As you may know, we’ve had periods booked in a testing chamber at Panasonic’s facility in South Wales for the whole week. Jimmy, Craig and Gareth from Gainspeed, our EMC consultants (with assistance from Phil the EMC lab manager, occasional assistance/hampering from Eben and the aid of many Asda sausage sandwiches), have been working into the evenings, and lost their Good Friday holiday to get all the testing finished. There is still a mountain of paperwork for us to sign, and that then has to be looked over by RS Components and element14/Premier Farnell; but that’s a piece of cake compared to what we’ve been doing all week. Given that we’ve had the chamber for the whole week, we’ve used the time to make sure that alongside the CE requirements, the Raspberry Pi also complies with FCC regulations (USA) as well as CTick (Australia) and what we’ve been calling “that Canadian thing”.
The Raspberry Pi had to pass radiated and conducted emissions and immunity tests in a variety of configurations (a single run can take hours), and was subjected to electrostatic discharge (ESD) testing to establish its robustness to being rubbed on a cat.

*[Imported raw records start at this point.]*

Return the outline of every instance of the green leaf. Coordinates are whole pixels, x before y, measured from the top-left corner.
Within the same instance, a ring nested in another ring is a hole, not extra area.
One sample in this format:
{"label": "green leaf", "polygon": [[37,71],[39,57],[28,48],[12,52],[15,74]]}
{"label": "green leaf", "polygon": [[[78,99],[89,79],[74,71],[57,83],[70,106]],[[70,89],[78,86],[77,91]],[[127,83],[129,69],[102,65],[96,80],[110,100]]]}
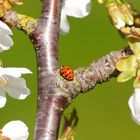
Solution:
{"label": "green leaf", "polygon": [[130,80],[133,76],[135,76],[135,74],[136,74],[136,69],[124,71],[118,75],[117,82],[120,82],[120,83],[126,82]]}
{"label": "green leaf", "polygon": [[136,62],[136,57],[134,55],[131,55],[126,58],[122,58],[116,63],[116,68],[119,71],[129,71],[129,69],[136,69],[136,67],[137,67],[137,62]]}

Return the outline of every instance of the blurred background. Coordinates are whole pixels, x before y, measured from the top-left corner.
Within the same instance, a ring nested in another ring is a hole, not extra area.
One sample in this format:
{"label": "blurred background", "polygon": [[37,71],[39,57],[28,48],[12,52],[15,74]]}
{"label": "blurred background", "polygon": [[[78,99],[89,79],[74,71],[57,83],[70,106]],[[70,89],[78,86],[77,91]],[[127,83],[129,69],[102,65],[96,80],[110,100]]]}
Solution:
{"label": "blurred background", "polygon": [[[136,9],[140,1],[128,0]],[[24,5],[16,8],[22,14],[39,18],[40,0],[23,0]],[[59,65],[69,65],[76,69],[88,66],[110,51],[127,46],[118,31],[111,25],[106,9],[93,0],[91,14],[84,19],[68,17],[70,33],[60,36]],[[28,37],[13,29],[14,46],[0,54],[5,67],[27,67],[33,75],[25,75],[31,90],[26,100],[19,101],[7,95],[7,104],[0,109],[0,128],[10,120],[24,121],[33,140],[35,125],[37,75],[36,57]],[[66,110],[66,114],[76,108],[79,123],[75,140],[139,140],[140,126],[130,115],[128,99],[133,92],[133,80],[120,84],[116,79],[97,85],[92,91],[79,95]]]}

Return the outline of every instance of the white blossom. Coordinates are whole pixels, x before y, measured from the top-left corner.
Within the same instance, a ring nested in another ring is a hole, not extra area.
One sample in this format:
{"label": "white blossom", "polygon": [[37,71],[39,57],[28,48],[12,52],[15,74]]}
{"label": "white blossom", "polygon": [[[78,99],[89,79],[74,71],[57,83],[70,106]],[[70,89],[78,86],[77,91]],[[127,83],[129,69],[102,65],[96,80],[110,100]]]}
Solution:
{"label": "white blossom", "polygon": [[63,0],[60,31],[62,34],[69,32],[67,16],[83,18],[90,12],[91,0]]}
{"label": "white blossom", "polygon": [[30,90],[26,87],[26,81],[21,78],[22,74],[31,74],[26,68],[3,68],[0,67],[0,108],[6,104],[6,93],[15,99],[25,99]]}
{"label": "white blossom", "polygon": [[10,49],[13,45],[11,29],[2,21],[0,21],[0,52]]}
{"label": "white blossom", "polygon": [[132,119],[140,125],[140,88],[134,90],[128,104],[131,110]]}
{"label": "white blossom", "polygon": [[29,136],[28,127],[22,121],[10,121],[2,128],[1,136],[11,140],[27,140]]}

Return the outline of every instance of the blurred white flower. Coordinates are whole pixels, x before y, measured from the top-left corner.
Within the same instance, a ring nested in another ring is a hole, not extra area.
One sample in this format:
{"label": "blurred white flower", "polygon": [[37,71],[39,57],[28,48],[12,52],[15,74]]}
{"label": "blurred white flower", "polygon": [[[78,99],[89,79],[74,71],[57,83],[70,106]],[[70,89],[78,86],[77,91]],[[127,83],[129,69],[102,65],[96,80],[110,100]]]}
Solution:
{"label": "blurred white flower", "polygon": [[26,87],[26,81],[21,78],[22,74],[31,74],[26,68],[3,68],[0,67],[0,108],[6,104],[6,93],[15,99],[25,99],[30,90]]}
{"label": "blurred white flower", "polygon": [[63,0],[60,31],[62,34],[69,32],[67,16],[83,18],[90,12],[91,0]]}
{"label": "blurred white flower", "polygon": [[132,113],[132,119],[140,125],[140,88],[135,88],[128,104]]}
{"label": "blurred white flower", "polygon": [[10,49],[14,44],[9,35],[12,35],[11,29],[0,21],[0,52]]}
{"label": "blurred white flower", "polygon": [[27,140],[29,136],[28,127],[22,121],[10,121],[2,128],[0,136],[10,140]]}

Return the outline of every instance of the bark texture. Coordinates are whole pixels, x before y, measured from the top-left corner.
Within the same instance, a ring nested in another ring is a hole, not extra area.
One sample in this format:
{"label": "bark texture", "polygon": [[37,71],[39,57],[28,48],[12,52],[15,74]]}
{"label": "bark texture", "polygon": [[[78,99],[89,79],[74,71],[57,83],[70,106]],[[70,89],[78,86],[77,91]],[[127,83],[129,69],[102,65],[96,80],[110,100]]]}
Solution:
{"label": "bark texture", "polygon": [[[64,109],[80,92],[85,93],[98,83],[117,76],[116,62],[132,54],[129,47],[113,51],[93,61],[88,67],[74,71],[72,81],[60,75],[58,38],[62,0],[43,0],[41,18],[35,20],[9,11],[5,22],[30,35],[38,65],[38,106],[35,140],[57,140]],[[28,19],[28,22],[26,22]]]}
{"label": "bark texture", "polygon": [[119,51],[112,51],[99,60],[93,61],[88,67],[75,70],[73,81],[67,81],[60,76],[58,70],[57,87],[71,98],[75,98],[80,92],[85,93],[93,89],[96,84],[108,81],[111,77],[116,77],[119,72],[116,70],[116,62],[120,58],[132,55],[129,47]]}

It’s a long process, involving a scary padded room full of blue cones, turntables that rise and fall on demand, and a thing that looks a lot like a television aerial crossed with Cthulhu.
A cute story. Radiated immunity testing involves hitting the Raspberry Pi hard with narrow-band EM radiation, while checking (amongst many other things) that the device is still able to send Ethernet frames to a hub. The first time the team did this, the light on the hub stopped blinking: no frames were making it through. They did it again: still nothing. Finally, they discovered that the hub (which, I should point out, gave every appearance of being CE marked, so it should have been able to get through these tests itself) was being knocked out every time somebody pressed the button. Jimmy used a longer cable, put the hub outside the field, and found that the Raspberry Pi got through its immunity tests with no problems at all.
Finally, there’s small change to the legal gubbins. I know some of you felt like I did about the paragraph in our trademark rules which said that in products and websites, the words “Raspberry Pi” should only be used as an adjective to avoid genericisation – namely that it was a bloody stupid idea. This thing’s called a Raspberry Pi, not a Raspberry Pi computer. We at the Foundation call the computer a Raspberry Pi in conversation. So does everybody we’ve spoken to about it. We don’t abbreviate it to Raspicomp, but to Raspi or RP; none of the mountains of press coverage we’ve had have used Raspberry Pi adjectivally. So we had a chat about it; reminded ourselves that advice we get from our legal team is just that: advice, not binding instruction; and we’ve removed the paragraph from the trademark rules.